The Commission’s delegation comprised:


·                Honourable Commissioner Solomon Ayele Dersso, Commissioner Rapporteur on the human rights situation in the Republic of South Africa and Chairperson of the Working Group on Extractive Industries, Environment and Human Rights;

·                Honourable Commissioner Lawrence Murugu Mute, Vice-Chairperson of the Commission and Special Rapporteur on Freedom of Expression and Access to Information in Africa;

·                Honourable Commissioner Rémy Ngoy Lumbu, Special Rapporteur on Human Rights Defenders;

·                Ms. Abiola Idowu-Ojo, Acting Deputy Secretary;

·                Ms. Estelle Nkounkou, Legal Officer; and

·                Ms.
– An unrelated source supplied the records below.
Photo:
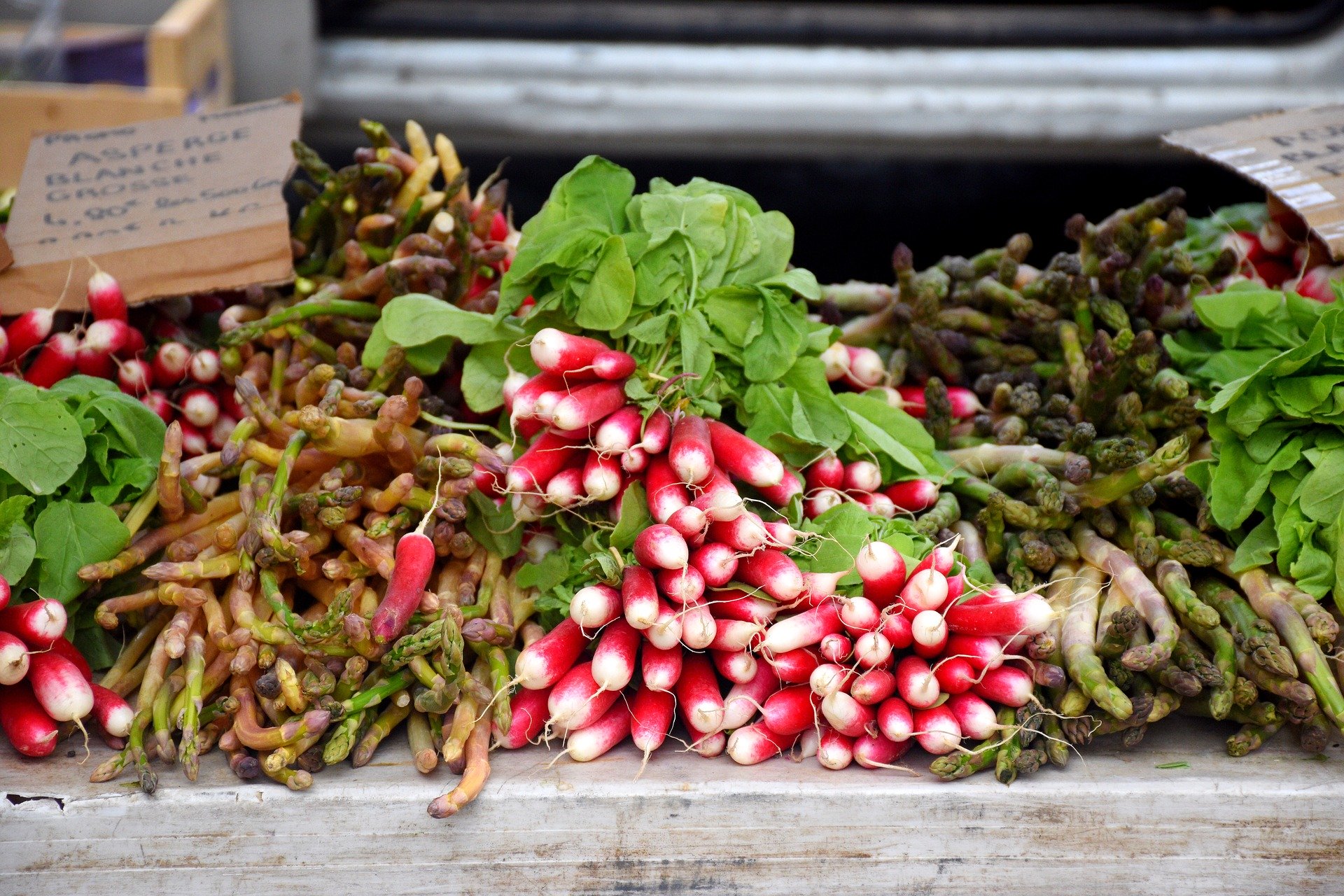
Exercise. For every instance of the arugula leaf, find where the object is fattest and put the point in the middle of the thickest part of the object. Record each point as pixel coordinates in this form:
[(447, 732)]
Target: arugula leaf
[(635, 517), (493, 527), (41, 444), (69, 536)]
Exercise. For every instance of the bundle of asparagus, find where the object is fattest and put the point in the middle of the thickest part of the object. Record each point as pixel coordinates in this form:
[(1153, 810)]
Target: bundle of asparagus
[(1073, 470), (288, 621)]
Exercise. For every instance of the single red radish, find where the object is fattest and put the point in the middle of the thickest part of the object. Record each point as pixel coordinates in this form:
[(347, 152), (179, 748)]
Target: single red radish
[(866, 368), (55, 362), (204, 365), (830, 678), (596, 739), (566, 488), (913, 496), (895, 722), (742, 457), (660, 547), (835, 750), (925, 590), (666, 631), (134, 377), (862, 476), (587, 406), (651, 718), (546, 457), (546, 660), (638, 597), (916, 682), (558, 352), (736, 634), (882, 570), (895, 628), (1028, 615), (790, 711), (774, 573), (59, 685), (594, 606), (682, 586), (757, 743), (742, 700), (955, 675), (527, 718), (929, 631), (820, 501), (620, 431), (690, 522), (27, 726), (201, 407), (14, 659), (660, 668), (698, 695), (825, 472), (105, 298), (743, 533), (937, 729), (974, 716), (657, 431), (613, 660), (859, 615), (111, 711), (875, 751), (667, 495), (1007, 685), (36, 624), (738, 605), (981, 652), (690, 453), (873, 650), (873, 687), (29, 331), (169, 365), (847, 715), (794, 666), (715, 562), (803, 630), (416, 561), (698, 626), (737, 666), (613, 365), (578, 700)]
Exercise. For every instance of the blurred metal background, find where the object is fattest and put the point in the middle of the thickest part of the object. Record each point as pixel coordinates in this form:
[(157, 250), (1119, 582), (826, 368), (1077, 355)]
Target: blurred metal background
[(946, 125)]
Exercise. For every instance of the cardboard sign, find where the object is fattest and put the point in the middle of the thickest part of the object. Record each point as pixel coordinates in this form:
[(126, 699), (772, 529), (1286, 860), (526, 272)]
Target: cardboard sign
[(1296, 155), (168, 207)]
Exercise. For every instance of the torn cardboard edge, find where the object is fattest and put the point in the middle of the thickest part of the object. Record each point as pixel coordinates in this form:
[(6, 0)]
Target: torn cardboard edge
[(168, 207), (1297, 155)]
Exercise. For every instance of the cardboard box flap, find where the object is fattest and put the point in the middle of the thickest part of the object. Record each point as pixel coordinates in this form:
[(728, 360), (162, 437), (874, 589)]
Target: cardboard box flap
[(1297, 155), (168, 207)]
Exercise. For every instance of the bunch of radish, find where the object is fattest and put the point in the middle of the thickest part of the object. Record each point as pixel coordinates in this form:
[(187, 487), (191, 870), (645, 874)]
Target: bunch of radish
[(830, 482), (1282, 255), (45, 681)]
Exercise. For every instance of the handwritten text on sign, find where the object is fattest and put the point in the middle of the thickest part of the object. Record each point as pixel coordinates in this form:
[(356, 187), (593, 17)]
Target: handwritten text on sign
[(162, 182), (1297, 155)]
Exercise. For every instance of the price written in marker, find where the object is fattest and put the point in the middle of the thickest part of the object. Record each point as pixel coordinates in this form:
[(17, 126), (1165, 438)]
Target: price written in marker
[(168, 207)]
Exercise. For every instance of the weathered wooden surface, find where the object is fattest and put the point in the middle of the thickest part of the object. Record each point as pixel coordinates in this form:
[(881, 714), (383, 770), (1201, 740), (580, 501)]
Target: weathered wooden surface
[(1268, 824)]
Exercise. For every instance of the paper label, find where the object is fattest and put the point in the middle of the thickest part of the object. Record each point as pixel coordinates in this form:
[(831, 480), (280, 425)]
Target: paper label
[(168, 207), (1296, 155)]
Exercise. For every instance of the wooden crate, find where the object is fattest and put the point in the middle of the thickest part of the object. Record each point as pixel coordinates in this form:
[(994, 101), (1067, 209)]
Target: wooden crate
[(187, 65), (1113, 821)]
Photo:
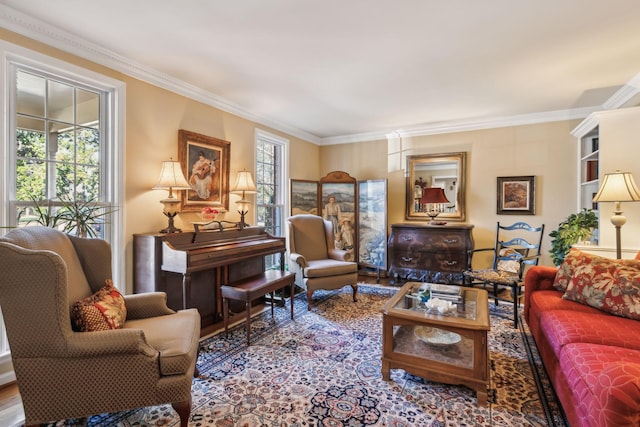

Winfred Gakii Mbae, assistant to the Vice Chairperson.


During the Mission, the Delegation held discussions with various State and non-state actors involved in the promotion and protection of human and peoples’ rights in South Africa, including:


·         The Department of International Relations and Cooperation;

·         The Department of Justice and Correctional Services;

·         The Department of Home Affairs;

·         The Department of Mineral Resources;

·         The Department of Labour;

·         The Department of Social Development;

·         The Department of Health;

·         The Department of Higher Education and Training;

·         The Department of Basic Education

·         The Department of Human Settlement;

·         The Department of Rural Development and Land Reform;

·         The Department of Traditional Affairs;

·         The Department of Small Business Development;

·         The Independent Electoral Commission;

·         The Information Regulator;

·         The South African Human Rights Commission;

·         The Commission for Gender Equality;

·         The South African National AIDS Council;

·         The Congress of South African Trade Unions;

·         The South African National Editors’ Forum;

·         The New Partnership for Africa’s Development; and

·         Representatives of civil society organizations working in South Africa.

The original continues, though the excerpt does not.